I was talking to serious businesspeople about the blogosphere the other day, explaining what I saw as the potential to gain credibility and respect by connecting with bloggers who have a particular expertise, or who cover a particular niche.
We were on a conference call; the participants were also on the Internet, and we were telling each other about sites we found.
One of the others on the call interrupted me to say, “I found this headline,” which was something to the effect of “Those Cocksuckers Should Die.”
“Yeah, well, there’s that element too,” I said sheepishly, feeling for a moment like I’d accidentally taken a client to lunch in a strip club.
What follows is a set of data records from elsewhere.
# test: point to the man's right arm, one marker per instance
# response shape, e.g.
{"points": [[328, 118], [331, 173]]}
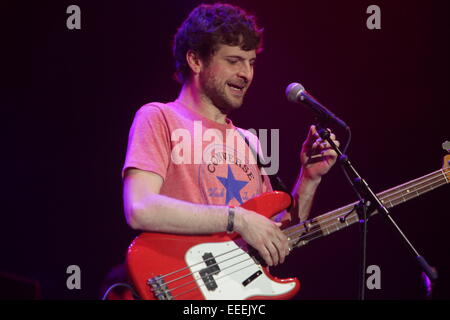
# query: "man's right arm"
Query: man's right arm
{"points": [[147, 210]]}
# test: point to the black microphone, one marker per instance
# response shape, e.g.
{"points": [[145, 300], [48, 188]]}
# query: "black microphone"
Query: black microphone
{"points": [[296, 93]]}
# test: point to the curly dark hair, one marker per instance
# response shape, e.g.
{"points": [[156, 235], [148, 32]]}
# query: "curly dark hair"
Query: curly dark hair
{"points": [[209, 25]]}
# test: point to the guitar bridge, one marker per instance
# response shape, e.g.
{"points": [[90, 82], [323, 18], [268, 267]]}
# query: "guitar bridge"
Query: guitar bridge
{"points": [[159, 288]]}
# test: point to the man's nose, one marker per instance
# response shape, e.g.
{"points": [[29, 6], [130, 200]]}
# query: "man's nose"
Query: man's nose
{"points": [[246, 71]]}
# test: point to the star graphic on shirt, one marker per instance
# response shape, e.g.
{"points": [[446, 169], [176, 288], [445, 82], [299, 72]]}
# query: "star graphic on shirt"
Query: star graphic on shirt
{"points": [[232, 186]]}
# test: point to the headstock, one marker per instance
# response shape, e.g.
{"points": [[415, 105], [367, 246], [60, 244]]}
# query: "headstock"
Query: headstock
{"points": [[446, 164]]}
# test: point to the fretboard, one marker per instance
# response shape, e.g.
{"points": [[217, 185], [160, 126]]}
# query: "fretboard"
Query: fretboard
{"points": [[338, 219]]}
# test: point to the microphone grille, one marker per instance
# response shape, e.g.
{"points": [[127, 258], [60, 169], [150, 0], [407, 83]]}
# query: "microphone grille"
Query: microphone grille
{"points": [[293, 90]]}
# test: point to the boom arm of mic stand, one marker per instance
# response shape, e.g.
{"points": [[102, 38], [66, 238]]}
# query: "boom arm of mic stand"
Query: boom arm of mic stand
{"points": [[365, 192]]}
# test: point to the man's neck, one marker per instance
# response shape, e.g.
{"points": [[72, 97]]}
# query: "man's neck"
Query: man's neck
{"points": [[193, 99]]}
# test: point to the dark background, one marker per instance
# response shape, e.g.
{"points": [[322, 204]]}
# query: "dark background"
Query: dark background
{"points": [[70, 97]]}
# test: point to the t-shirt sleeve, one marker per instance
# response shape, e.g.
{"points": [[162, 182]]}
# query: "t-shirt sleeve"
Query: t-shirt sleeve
{"points": [[148, 142]]}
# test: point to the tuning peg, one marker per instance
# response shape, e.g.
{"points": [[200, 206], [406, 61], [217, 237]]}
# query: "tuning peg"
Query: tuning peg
{"points": [[446, 146]]}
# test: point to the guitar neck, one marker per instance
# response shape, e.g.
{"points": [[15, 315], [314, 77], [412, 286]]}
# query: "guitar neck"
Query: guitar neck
{"points": [[338, 219]]}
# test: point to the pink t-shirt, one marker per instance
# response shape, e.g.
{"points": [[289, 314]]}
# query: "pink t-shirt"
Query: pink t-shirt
{"points": [[200, 161]]}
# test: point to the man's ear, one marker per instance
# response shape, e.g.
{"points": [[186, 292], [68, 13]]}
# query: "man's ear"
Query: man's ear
{"points": [[194, 61]]}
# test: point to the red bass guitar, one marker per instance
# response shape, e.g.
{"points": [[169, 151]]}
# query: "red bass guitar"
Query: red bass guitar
{"points": [[221, 266]]}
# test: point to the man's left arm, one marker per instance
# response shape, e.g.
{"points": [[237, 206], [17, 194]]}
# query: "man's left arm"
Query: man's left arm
{"points": [[316, 157]]}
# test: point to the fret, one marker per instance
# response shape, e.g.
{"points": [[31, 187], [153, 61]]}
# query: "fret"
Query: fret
{"points": [[328, 223]]}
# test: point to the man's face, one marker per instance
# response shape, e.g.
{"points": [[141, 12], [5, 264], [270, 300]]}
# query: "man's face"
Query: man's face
{"points": [[227, 77]]}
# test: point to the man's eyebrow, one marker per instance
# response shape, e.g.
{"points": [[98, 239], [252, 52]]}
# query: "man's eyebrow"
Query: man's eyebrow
{"points": [[239, 57]]}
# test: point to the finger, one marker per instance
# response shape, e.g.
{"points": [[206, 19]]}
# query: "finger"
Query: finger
{"points": [[273, 252], [312, 135], [266, 255]]}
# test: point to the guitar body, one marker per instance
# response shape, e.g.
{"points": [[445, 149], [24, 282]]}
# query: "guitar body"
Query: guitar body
{"points": [[221, 266], [217, 267]]}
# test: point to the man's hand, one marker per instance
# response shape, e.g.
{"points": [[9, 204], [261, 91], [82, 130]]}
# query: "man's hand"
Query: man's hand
{"points": [[262, 234], [317, 156]]}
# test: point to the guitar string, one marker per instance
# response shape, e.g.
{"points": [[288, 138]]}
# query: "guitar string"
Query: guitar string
{"points": [[218, 278], [198, 286], [338, 212], [295, 232], [296, 240]]}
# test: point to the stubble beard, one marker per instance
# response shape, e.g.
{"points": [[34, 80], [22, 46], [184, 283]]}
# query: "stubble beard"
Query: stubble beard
{"points": [[215, 92]]}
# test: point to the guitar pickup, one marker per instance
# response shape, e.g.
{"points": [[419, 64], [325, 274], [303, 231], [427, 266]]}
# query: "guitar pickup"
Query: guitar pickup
{"points": [[247, 281]]}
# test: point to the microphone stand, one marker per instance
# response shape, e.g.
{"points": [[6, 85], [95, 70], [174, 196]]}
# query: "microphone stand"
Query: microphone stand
{"points": [[369, 203]]}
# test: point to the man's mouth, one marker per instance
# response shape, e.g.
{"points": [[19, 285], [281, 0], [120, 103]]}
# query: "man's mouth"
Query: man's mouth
{"points": [[236, 87]]}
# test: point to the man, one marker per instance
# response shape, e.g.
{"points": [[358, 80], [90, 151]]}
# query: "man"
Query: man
{"points": [[165, 189]]}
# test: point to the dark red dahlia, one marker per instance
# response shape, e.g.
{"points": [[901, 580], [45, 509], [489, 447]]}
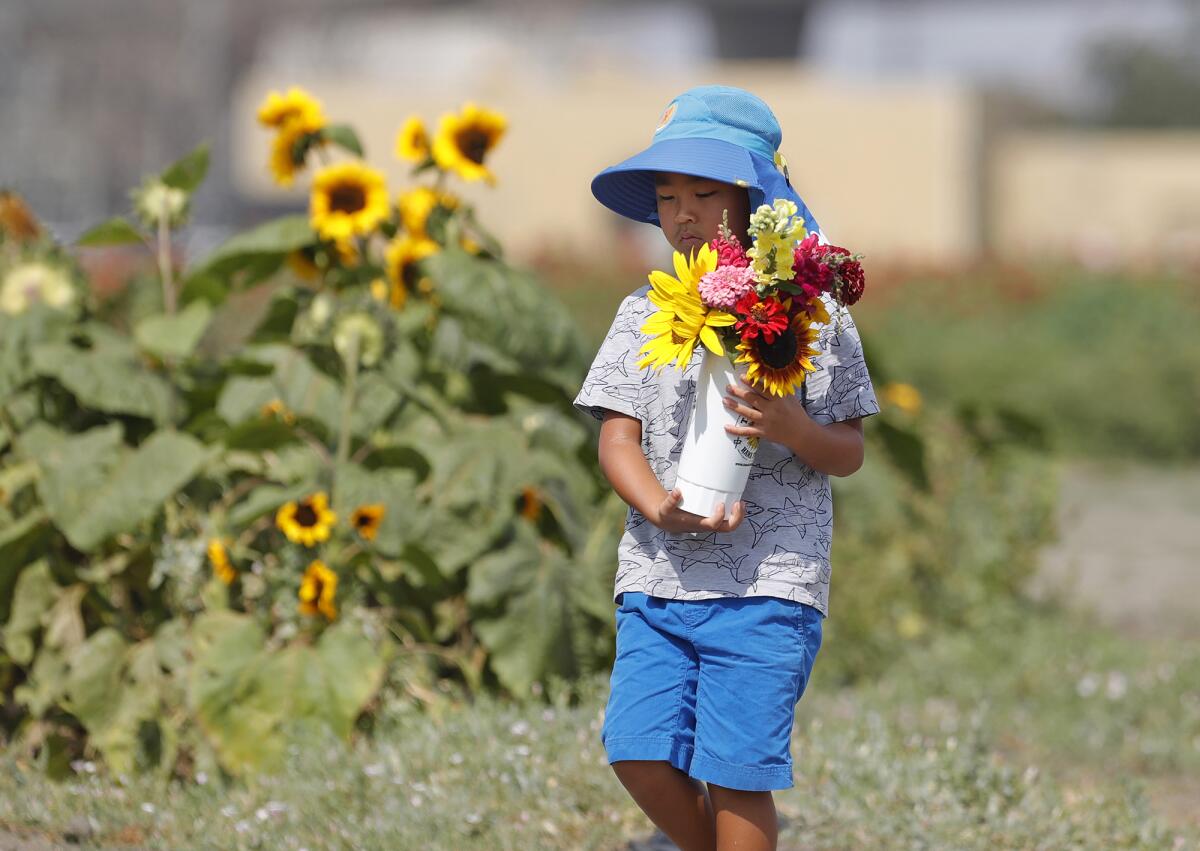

If you are a blogger, there’s no one censoring you. At least up ’til now, the companies that host blogs don’t step in and say “mind your language,” or “that’s libel.” And if you’re really angry about, oh, George W. Bush, or Joe Lieberman, or Hillary Clinton, or Howard Dean, sometimes all you want to do is curse at them, and blogging lets you do that.
If you’re a bit more clever, perhaps you don’t just curse, you get “snarky” — a kind of mean-spirited cleverness. Some snarky sites are funny, but some of them get a little dark. Not that journalists of past eras were models of courtly behavior. But, for a lot of writers, the ability to set one’s own standards equates to no standards.
I wouldn’t have it any other way.
But the recent episode involving the political satire site Protein Wisdom shows how a playground without monitors can sometimes degenerate. Protein Wisdom’s Jeff Goldstein strikes many conservatives as hilarious. His politics are a little less harsh than Ann Coulter’s, but his taste for the outrageous outpaces hers by quite a bit. Some left-wingers are drawn to his site like the proverbial moths to a flame. One of them was Deborah Frisch, a college teacher out of Arizona.
Here’s a Protein Wisdom post that summarizes the fray. Basically, Ms. Frisch lost her mind, deciding to react to Goldstein’s outrageousness by posting weird, obscene and threatening remarks about Goldstein’s 2-year-old son. As a result, she is no longer teaching college in Arizona. Many conservatives rallied to Goldstein, relating to his concerns as a parent. Some (not all) leftists agreed; Hirsch was way out of line. She herself apologized, somewhat equivocally.
The sober, witty law-prof blogger Ann Althouse, though a moderate conservative, is no fan of Goldstein’s. She assesses what happened this way:
I agree Frisch has a big problem. She’s the weakling who entered a drinking match with a man who can drink you under the table. She lost control. She paid the price — a big one. Goldstein’s you-talked-about-my-child move is a strong one, but it’s a move nonetheless, made by a person who likes to play the game… hard. He’s not a victim. He’s one of the people who has advanced himself in the blogosphere by making it hostile and ugly. Like all of us, he is capable of being hurt by a genuine crazy. But why not just delete the trolls? Why rile them? Some of them really aren’t playing with a full deck. Why push weak people until they lose control? It’s an ugly game, and I think Jeff knows he plays it.
Standing back from this, what I see is a inherent feature of putting the power of publishing in individuals’ hands without barriers to entry of any kind, and combining that power with the power of social media to create conversations within and across various blogs. When the only control is self-control, in an environment like this, that’s no control at all. When a snarky blog that permits comments avoids evokes this kind of ugly incident, one might eventually see that as the exception, not the rule.
It’s no reason not to play. But it’s a reminder that the blogosphere is far from Paradise.
*Corrected, thanks to an alert reader, to get Ms. Frisch’s name right throughout, 7/12.